Financial planner
/In January 2015, I set up a meeting with our life insurance/financial planner guy to talk about our options for preparing financially for this lifestyle alternative. I walked into the meeting and calmly explained what we are working toward, that we are a little bit ahead of the game at this point, but that I wanted to figure out all of the options available to me. His eyes raised slightly, but not so much in response to the adventure component, more in the multifaceted request I had laid out.
How can you max out your retirement savings, reduce your taxable income, save for a large purchase and payoff your house on a very expedited timeline?
Goal #1 - Accessible Savings
First, to make this alternative lifestyle happen, we need funds to purchase a boat. Having enough to buy the boat outright eliminates the burden of making a payment each month. While there are plenty of boats that can get us away from the dock for less than $30,000, the boat we have in mind is likely to cost three times that (more on what boat that is in a future post). And beyond the funds to purchase the boat, we would need some reserves for repairs, supplies and daily expenses. Basically, there can never be enough set aside, so we just need to save everything we can.
Goal #2 - Paying off the Mortgage
Cruising can be expensive. You can live for less than you would in a house, but it sure isn't free! I want to live this lifestyle for as long as I can, without having to pause to head back to the states to earn more money. At the moment, I see this happening by paying off the remaining balance of our mortgage and then renting out the house for some monthly income. Keeping the house while we are gone may prove to be a burden all on its own, but hopefully we can find a property management company that can keep that burden to a minimum for us. Then once we get to a point where we want to return to land, we have a house waiting for us.
Goal #3 - Reducing our Taxable Income
Toward the end of each year, I start to run calculations to see how we will fare in tax season.
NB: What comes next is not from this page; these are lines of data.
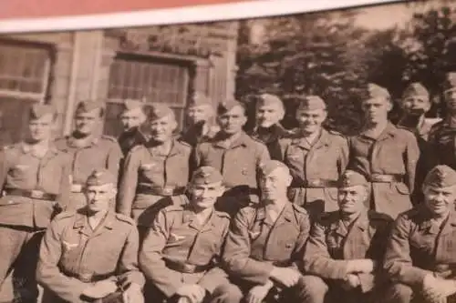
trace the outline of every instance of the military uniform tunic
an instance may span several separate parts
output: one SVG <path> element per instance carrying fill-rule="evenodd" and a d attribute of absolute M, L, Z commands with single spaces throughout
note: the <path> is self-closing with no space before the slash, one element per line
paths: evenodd
<path fill-rule="evenodd" d="M 87 302 L 84 289 L 104 279 L 144 284 L 134 222 L 110 210 L 93 230 L 84 211 L 58 215 L 43 238 L 36 277 L 44 303 Z"/>
<path fill-rule="evenodd" d="M 319 281 L 313 279 L 312 288 L 321 288 L 317 283 L 328 284 L 333 296 L 350 299 L 348 292 L 341 292 L 339 283 L 349 273 L 347 260 L 370 258 L 381 263 L 391 223 L 391 217 L 374 211 L 362 211 L 349 225 L 344 222 L 338 211 L 323 214 L 314 224 L 306 247 L 305 272 L 319 278 Z M 380 283 L 376 282 L 385 281 L 381 270 L 360 273 L 358 277 L 358 295 L 368 294 L 380 287 Z"/>
<path fill-rule="evenodd" d="M 76 210 L 86 205 L 86 197 L 82 188 L 87 178 L 94 169 L 106 168 L 115 176 L 119 175 L 122 151 L 117 140 L 111 136 L 88 136 L 78 140 L 73 136 L 66 136 L 56 141 L 61 151 L 71 157 L 72 187 L 66 209 Z"/>
<path fill-rule="evenodd" d="M 183 204 L 189 181 L 191 146 L 173 140 L 169 154 L 151 145 L 133 147 L 125 159 L 119 190 L 118 212 L 149 227 L 161 207 Z M 145 210 L 149 208 L 147 212 Z M 155 209 L 157 208 L 157 209 Z"/>
<path fill-rule="evenodd" d="M 166 298 L 183 284 L 198 284 L 212 293 L 226 281 L 226 274 L 217 264 L 229 224 L 229 216 L 215 210 L 201 225 L 190 205 L 163 208 L 140 252 L 146 278 Z"/>
<path fill-rule="evenodd" d="M 411 207 L 420 149 L 415 136 L 389 123 L 377 139 L 349 138 L 348 167 L 371 183 L 371 207 L 395 218 Z"/>
<path fill-rule="evenodd" d="M 294 135 L 280 140 L 282 161 L 293 177 L 292 201 L 304 206 L 312 217 L 338 209 L 337 180 L 348 164 L 346 138 L 322 129 L 314 145 Z"/>
<path fill-rule="evenodd" d="M 231 144 L 220 137 L 221 134 L 198 145 L 192 162 L 195 167 L 209 166 L 220 170 L 227 190 L 217 207 L 233 215 L 239 205 L 258 201 L 256 169 L 270 156 L 263 143 L 244 132 Z"/>

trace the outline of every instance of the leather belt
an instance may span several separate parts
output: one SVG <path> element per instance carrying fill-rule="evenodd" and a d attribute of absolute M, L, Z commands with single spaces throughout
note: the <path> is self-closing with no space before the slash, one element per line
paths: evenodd
<path fill-rule="evenodd" d="M 57 195 L 49 194 L 42 190 L 26 190 L 20 188 L 5 188 L 5 192 L 9 196 L 20 196 L 37 200 L 56 201 Z"/>
<path fill-rule="evenodd" d="M 72 193 L 81 193 L 83 188 L 84 188 L 84 186 L 82 184 L 73 183 L 71 185 L 71 192 Z"/>
<path fill-rule="evenodd" d="M 404 180 L 403 175 L 372 174 L 368 177 L 368 181 L 371 183 L 393 183 L 393 182 L 402 182 L 403 180 Z"/>
<path fill-rule="evenodd" d="M 206 265 L 194 265 L 183 262 L 171 261 L 168 259 L 165 259 L 165 264 L 168 268 L 185 274 L 196 274 L 200 272 L 204 272 L 212 268 L 212 265 L 211 263 Z"/>
<path fill-rule="evenodd" d="M 185 194 L 185 187 L 153 187 L 139 185 L 136 188 L 137 194 L 153 195 L 161 197 L 179 196 Z"/>
<path fill-rule="evenodd" d="M 305 180 L 303 182 L 296 182 L 295 185 L 292 185 L 292 188 L 325 188 L 325 187 L 337 187 L 337 180 L 328 179 L 311 179 Z"/>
This time, I not only calculated what we would expect to be the outcome of the 2014 taxes, but also how things looked for the 2015 tax year. Usually, I focus on how much we are getting back, this was the first time I paid attention to what we still we're going to pay. In 2015, we knew Hubbie would complete his apprenticeship program and would therefore be earning a larger paycheck. This in combination with my salary, would put us into a higher tax bracket than we would like. And as such, we have goal #3 - reducing our taxable income.
Let's Get Real!
I started writing this post a while back, and reflecting now on the look the financial planner gave me, I know the answer. You can't. He even sort of told me that, but at the time I was convinced we could be strict and strategic with our spending and it would all fall into place, so I didn't really read between the lines. Over the past year, we have done better financially that we ever have, but we certainly haven't made much of a dent in saving the funds for purchasing a boat outright and we are still paying the same (slightly elevated) payment to our mortgage. The financial planner didn't have many suggestions to decrease our taxable income that I wasn't already aware of - mainly max out your retirement savings. He did suggest an account that could earn dividends tax free, but that wouldn't actually reduce the amount of taxes we paid in the end.
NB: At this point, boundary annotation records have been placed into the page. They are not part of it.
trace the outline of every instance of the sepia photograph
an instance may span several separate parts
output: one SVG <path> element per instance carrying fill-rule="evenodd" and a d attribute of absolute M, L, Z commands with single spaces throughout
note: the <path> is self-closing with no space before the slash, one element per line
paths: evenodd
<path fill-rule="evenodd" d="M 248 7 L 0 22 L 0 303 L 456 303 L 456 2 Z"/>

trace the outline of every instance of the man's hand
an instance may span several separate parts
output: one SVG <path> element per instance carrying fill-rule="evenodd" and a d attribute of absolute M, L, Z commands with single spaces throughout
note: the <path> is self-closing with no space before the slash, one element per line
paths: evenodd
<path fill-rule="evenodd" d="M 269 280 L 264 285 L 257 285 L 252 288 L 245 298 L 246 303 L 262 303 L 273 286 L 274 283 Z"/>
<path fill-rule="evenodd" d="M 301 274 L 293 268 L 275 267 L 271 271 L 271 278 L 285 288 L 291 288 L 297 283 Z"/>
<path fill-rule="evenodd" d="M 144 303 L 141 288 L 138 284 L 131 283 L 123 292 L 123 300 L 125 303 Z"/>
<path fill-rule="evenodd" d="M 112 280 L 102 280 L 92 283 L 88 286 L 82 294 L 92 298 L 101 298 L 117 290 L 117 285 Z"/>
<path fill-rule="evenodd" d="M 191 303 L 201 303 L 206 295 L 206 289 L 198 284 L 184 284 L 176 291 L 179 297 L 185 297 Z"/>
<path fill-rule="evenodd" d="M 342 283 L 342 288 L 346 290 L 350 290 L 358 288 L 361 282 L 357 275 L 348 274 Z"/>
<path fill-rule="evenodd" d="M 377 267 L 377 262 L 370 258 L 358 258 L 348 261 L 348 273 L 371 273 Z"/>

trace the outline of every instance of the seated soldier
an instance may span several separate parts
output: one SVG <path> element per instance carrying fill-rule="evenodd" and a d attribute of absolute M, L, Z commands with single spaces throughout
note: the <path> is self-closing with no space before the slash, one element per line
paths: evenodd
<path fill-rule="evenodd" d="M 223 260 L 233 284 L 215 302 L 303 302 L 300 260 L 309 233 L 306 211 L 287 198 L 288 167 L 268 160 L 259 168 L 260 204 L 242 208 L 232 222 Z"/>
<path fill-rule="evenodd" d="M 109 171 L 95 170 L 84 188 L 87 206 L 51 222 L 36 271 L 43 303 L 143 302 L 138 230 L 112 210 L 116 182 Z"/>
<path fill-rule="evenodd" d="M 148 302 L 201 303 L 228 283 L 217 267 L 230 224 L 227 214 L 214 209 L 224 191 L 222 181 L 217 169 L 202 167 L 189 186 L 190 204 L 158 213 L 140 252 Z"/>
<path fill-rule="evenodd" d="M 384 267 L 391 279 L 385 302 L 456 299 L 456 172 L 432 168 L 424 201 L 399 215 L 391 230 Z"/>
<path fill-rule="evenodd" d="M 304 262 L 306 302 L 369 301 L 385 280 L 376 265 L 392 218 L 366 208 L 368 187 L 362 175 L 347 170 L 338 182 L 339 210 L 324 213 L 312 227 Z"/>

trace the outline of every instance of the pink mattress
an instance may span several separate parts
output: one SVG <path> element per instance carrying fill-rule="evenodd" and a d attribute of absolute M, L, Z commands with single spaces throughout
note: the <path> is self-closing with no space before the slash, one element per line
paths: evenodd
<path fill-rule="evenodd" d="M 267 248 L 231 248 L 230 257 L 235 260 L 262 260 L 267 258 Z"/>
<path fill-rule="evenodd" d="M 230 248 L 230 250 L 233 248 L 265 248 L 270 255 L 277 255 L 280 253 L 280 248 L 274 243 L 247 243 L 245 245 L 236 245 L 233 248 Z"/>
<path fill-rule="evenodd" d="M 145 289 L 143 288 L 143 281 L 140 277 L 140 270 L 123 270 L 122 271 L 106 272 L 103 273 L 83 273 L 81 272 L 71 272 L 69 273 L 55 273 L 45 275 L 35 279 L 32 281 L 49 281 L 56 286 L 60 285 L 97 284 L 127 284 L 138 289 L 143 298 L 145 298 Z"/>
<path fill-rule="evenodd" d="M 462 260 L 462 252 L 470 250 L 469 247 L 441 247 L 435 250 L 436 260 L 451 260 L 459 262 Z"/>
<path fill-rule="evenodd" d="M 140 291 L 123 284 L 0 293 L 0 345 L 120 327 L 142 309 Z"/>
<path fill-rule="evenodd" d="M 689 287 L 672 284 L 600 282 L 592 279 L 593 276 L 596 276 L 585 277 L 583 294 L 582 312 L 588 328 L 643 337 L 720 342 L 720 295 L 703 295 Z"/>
On top of all of this, it is basically impossible to be strict with your spending when your second half isn't completely committed to the goal. Hubbie has made great strides toward embracing this alternative lifestyle, but he isn't willing to pinch pennies quite yet.
One change we did make was to split up some of our finances. Since we got married, we have had two joint checking accounts, one for bills and one for spending, and I kept track of it all. As you can imagine, that lead to some tense discussions, but over time we settled into a routine and the discussions calmed down quite a bit. Hubbie and I have different approaches to finances and he would typically spend the money first, so after a while I was feeling like I never had money to do with what I wanted.
We now have three checking accounts, one for the paychecks and bills and then one each to spend from individually as we please. As the paychecks are deposited, I balance the accounts and set aside what is needed for the next month's bills. (On a side note, since we moved to Oregon we have managed to stay one month ahead so that the paychecks received in January would be used for February's bills. It has proven very helpful to maintain that little buffer as we worked to build an actual savings and I would highly recommend working toward that set up if possible.) After the household expenses have been satisfied, the remaining of each of our respective paychecks are transferred to our individual checking accounts to pay for miscellaneous purchases over the upcoming two week period. This approach has resulted in my personal ability to start a small cruising kitty. Eventually this will have to become a joint effort in order to achieve the goal, but you gotta start somewhere!